Pontiff of the Catholic church, Pope Francis has called for more help for migrants from  governments and people around the world. He also urged that migrants should not be seen as enemies .
Leader of the the World's Catholics made the call while visiting "The Hub"  a  drab refugee center on the outskirts of Bologna. He was   wearing a plastic ID bracelet used by asylum seekers to drive home his message.
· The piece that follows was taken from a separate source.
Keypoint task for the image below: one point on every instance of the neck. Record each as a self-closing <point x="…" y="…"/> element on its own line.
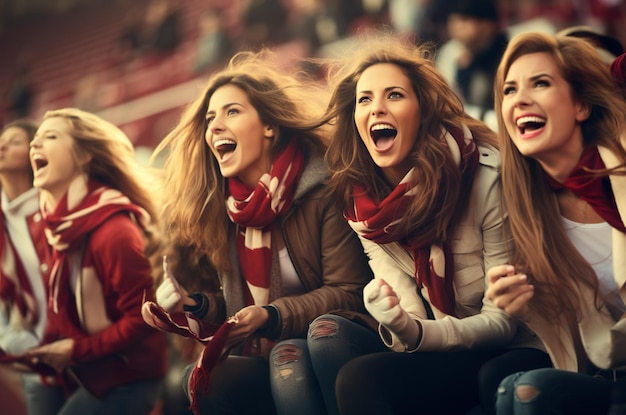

The ID bearing his name and the number 3900003 which e wore on his right wrist was given to him by an African refugee.
 "The Hub" which is run by a charity organization  is home to  1,000 asylum seekers, most of whom took the life atrocious journey to reach Europe  crossing the Mediterranean from Africa and the Middle East.
About  600,000  migrants and refugees have arrived in Italy in less than four years and over  13,000 have died trying to cross the Mediterranean to get to Italy and other European Countries.

The settlement is made up of  grey containers and other forms of temporary housing while awaiting decisions on their asylum requests to be moved to other towns in Italy.

Many of the refugees and migrants are without documents and all wear a plastic yellow bracelet.

"Many who don't know you are afraid of you," he told them as a light drizzle fell. "That makes them think they have the right to judge you coldly and harshly," he  told the refugees.

Pope Francis  homage to those who "never arrived because they were eaten up by the desert or the sea".

He called on more governments to facilitate initiatives backed by the private sector and community groups to set up "humanitarian corridors for refugees in the most difficult situations."
This was a reference to programmes such as one run in Italy by the Rome-based Sant' Egidio peace community, which regularly brings into Italy refugees fleeing the civil war in Syria.
The defence of migrants and refugees is  a major plank of his Pope Francis's  papacy.


 Speaking further, Pope Francis condemned internet trolling against foreigners, saying they had been subjected to "terrible phrases and insults."
"If we look on our neighbours without mercy we risk that even God will look on us without mercy," he said.

The pope's defence of migrants, his second in less than a week, comes at a time of growing anti-immigrant sentiment in the United States and many European countries where far-right parties have made inroads.
Last week, the far-right, anti-immigrant Alternative for Germany (Afd) party surged to third place in a national election, tapping into public disquiet over the arrival of more than a million migrants in Germany over the past two years.

Italy's anti-immigrant Northern League, whose base is in the regions just north of Bologna, has vowed to clamp down on migration from developing countries if it forms part of a coalition government after the Country's general  elections in 2018.